Monday, April 13, 2009

When a Glitch Is Not a Glitch

If you've been following the Amazon delisting debacle (#amazonfail in the Twitterverse and well chronicled in posts on Dear Author here, here, and here), then you probably know that late yesterday afternoon, an Amazon spokesperson announced that it was all just a glitch, not the result of a deliberate policy decision.

A lot of folks have been calling shenanigans on that explanation, but I think it's at least partly true. There's no doubt in my mind that sales rankings are being stripped from books by a programming algorhythm that looks for certain metadata "category" tags. The books are stripped of their rankings and then are hidden from certain searches (although this seems inconsistent--some unranked books will display in some searches while others won't). This happens to a book if it has any of the offending tags (among them, apparently, the words "Gay & Lesbian," "Erotica" and "Sex"), regardless of its actual content. Thus, books ranging from Lady Chatterley's Lover to The I Do Anthology (a collection of essays in support of same-sex marriage), Foucault's History of Sexuality, Vol. 1, and The Ultimate Guide to Sex and Disability have all lost their sales ranking and, to some extent, are no longer readily searchable.

So, since I just said I think the filtering is based on metacategory and is absolutely intentional, what do I mean when I say I think it's partly a glitch?

I mean that I don't think Amazon's intention was to filter out books like Heather Has Two Mommies or parenting books intended for same-sex couples or most of the books I just listed. It was simply an inintended consequence of implementing a filter that was intended to screen out "dirty books" and instead caught a whole bunch of other thoroughly inoffensive ones (while, I might add, simultaneously failing to screen out sex toys from a search on the word "rabbit"--something I find particularly amusing; why do erotic books lose their sales rankings while erotic appliances retain them?) in its too-wide net.

The outpouring of outrage on the part of the GLBT community has been loud and vitriolic, and rightly so. There's little doubt in my mind that Amazon will soon set about correcting its filtering matrix so that books that clearly don't belong in the "adult" category regain their sales rankings and become once again easily searchable.

What worries me is that few people seem to have a problem with Amazon's continuing to hide books with erotic content. In fact, I've seen a lot of comments that are tantamount to suggesting that Amazon's only mistake here was in not casting its net wide enough to catch all those other filthy romance novels out that that, while not tagged as "erotica," contain graphic descriptions of "teh secks."

All I can say is, huh? For the life of me, I cannot grasp the apparent nonchalance of some folks who are absolutely appalled by the delisting of non-erotic GLBT books but seem absolutely unperturbed by the delisting of books with erotic/sexual content and even keen on the notion of getting more of them delisted.
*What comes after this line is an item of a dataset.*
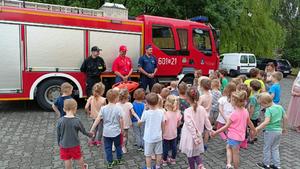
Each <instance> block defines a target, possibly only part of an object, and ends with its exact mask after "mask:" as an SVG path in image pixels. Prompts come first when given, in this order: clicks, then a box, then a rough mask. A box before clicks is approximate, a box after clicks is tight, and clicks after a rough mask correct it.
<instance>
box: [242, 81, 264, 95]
mask: <svg viewBox="0 0 300 169" xmlns="http://www.w3.org/2000/svg"><path fill="white" fill-rule="evenodd" d="M252 80H257V81H259V83H260V85H261V88H260V89H259V90H258V92H259V93H260V92H261V89H265V88H266V87H265V83H264V82H263V81H262V80H260V79H247V80H245V82H244V84H246V85H247V86H248V87H250V83H251V81H252ZM252 95H253V92H252V91H251V94H250V96H252Z"/></svg>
To those folks I say: Sex is part of the human experience. An important part. Sex is also a meaningful component of romantic love. And yes, damn it, sex is fun. Books that celebrate sex are no more deserving of ghettoization than books about any other topic. Should there be ways for people to indicate that they don't want such books showing up in their search results? Damn straight.
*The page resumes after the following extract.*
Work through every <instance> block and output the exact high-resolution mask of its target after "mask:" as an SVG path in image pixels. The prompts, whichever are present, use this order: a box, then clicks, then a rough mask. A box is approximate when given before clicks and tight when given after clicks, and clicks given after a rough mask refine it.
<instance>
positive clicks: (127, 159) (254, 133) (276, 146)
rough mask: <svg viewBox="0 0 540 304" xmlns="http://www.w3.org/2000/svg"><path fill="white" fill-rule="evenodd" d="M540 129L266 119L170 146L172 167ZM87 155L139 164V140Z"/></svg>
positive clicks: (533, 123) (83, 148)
But please, let's leave those decisions to the end user, not to computers and corporate policies. Because that way lies censorship in its ugliest and most insidious form.

1 comment:

Shelli Stevens said...

Yeah, huh? Bottom line is it's censorship. Fortunately I haven't see TOO many people who are for this Amazon change. It was a big, big mess up. And Amazon's stock dropping this morning just proves it.